3. **Compute the Average**  
   - Take the mean of the daily dollar volume over the period you’re interested in (e.g., the last 30 trading days).



**Why It Matters**

- **Liquidity Indicator**: Higher dollar volume generally implies better liquidity, meaning it’s easier to enter or exit positions without significantly moving the price.  
- **Stock Selection**: Traders often filter out stocks with low average dollar volume to avoid liquidity constraints.  
- **Volatility & Slippage**: Illiquid stocks can have wider bid-ask spreads, leading to greater trading costs.

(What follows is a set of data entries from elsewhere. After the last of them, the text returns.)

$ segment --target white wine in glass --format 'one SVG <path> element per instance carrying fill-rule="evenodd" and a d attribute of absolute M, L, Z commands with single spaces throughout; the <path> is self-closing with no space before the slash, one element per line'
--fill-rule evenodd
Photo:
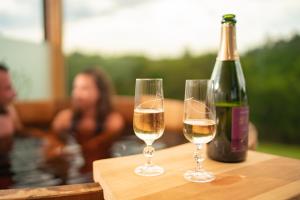
<path fill-rule="evenodd" d="M 164 111 L 162 109 L 134 109 L 134 131 L 147 144 L 160 138 L 164 132 Z"/>
<path fill-rule="evenodd" d="M 194 159 L 196 168 L 184 173 L 192 182 L 210 182 L 215 179 L 211 172 L 202 167 L 202 148 L 216 134 L 216 112 L 211 80 L 187 80 L 185 84 L 183 133 L 186 139 L 196 145 Z"/>
<path fill-rule="evenodd" d="M 164 132 L 164 107 L 162 79 L 136 79 L 133 129 L 138 138 L 146 143 L 146 164 L 138 166 L 135 173 L 141 176 L 157 176 L 164 169 L 152 163 L 152 144 Z"/>
<path fill-rule="evenodd" d="M 187 119 L 183 127 L 185 138 L 194 144 L 210 142 L 216 132 L 216 122 L 211 119 Z"/>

By calculating the average dollar volume, you get a sense of **how actively a stock is traded** in dollar terms, helping you assess its **suitability** for your trading or investment strategy.

In [49]:
stock['av_$_vol_traded'] = (df * vol).mean()
stock.head() 

Unnamed: 0_level_0,volatility,price,av_$_vol_traded
Ticker,Unnamed: 1_level_1,Unnamed: 2_level_1,Unnamed: 3_level_1
A,1.908864,118.286651,202965100.0
AAPL,2.351665,121.051284,13660500000.0
ABBV,1.768698,90.092649,710657100.0
ABNB,3.495365,165.745588,1133421000.0
ABT,1.992053,103.259156,611530700.0


In [50]:
len(stock)

503

As we can see we currently have 503 stocks. Let's apply some filters so we only have stocks that reach our criteria

The threshold limits are purely arbitrary and can be changed to whatever you like at this point

Firstly, let's eliminate any cheaper stocks costing less than 50

In [None]:
cond_1 = stock['price'] > 50

Now let's eliminate the more volatile stocks

In [None]:
cond_2 = stock['volatility'] < 4

...and finally, let's select stocks whose average dollar volume traded is more than 2 million

In [61]:
cond_3 = stock['av_$_vol_traded'] > 2 * 10**6  

Apply the filter to the dataFrame

In [62]:
filtered_stocks = stock.loc[cond_1 & cond_2 & cond_3]
filtered_stocks.head()

Unnamed: 0_level_0,volatility,price,av_$_vol_traded
Ticker,Unnamed: 1_level_1,Unnamed: 2_level_1,Unnamed: 3_level_1
A,1.908864,118.286651,202965100.0
AAPL,2.351665,121.051284,13660500000.0
ABBV,1.768698,90.092649,710657100.0
ABNB,3.495365,165.745588,1133421000.0
ABT,1.992053,103.259156,611530700.0


In [63]:
len(filtered_stocks) 

346

This has reduced our universe down to 346 stocks that satisfy our criteria.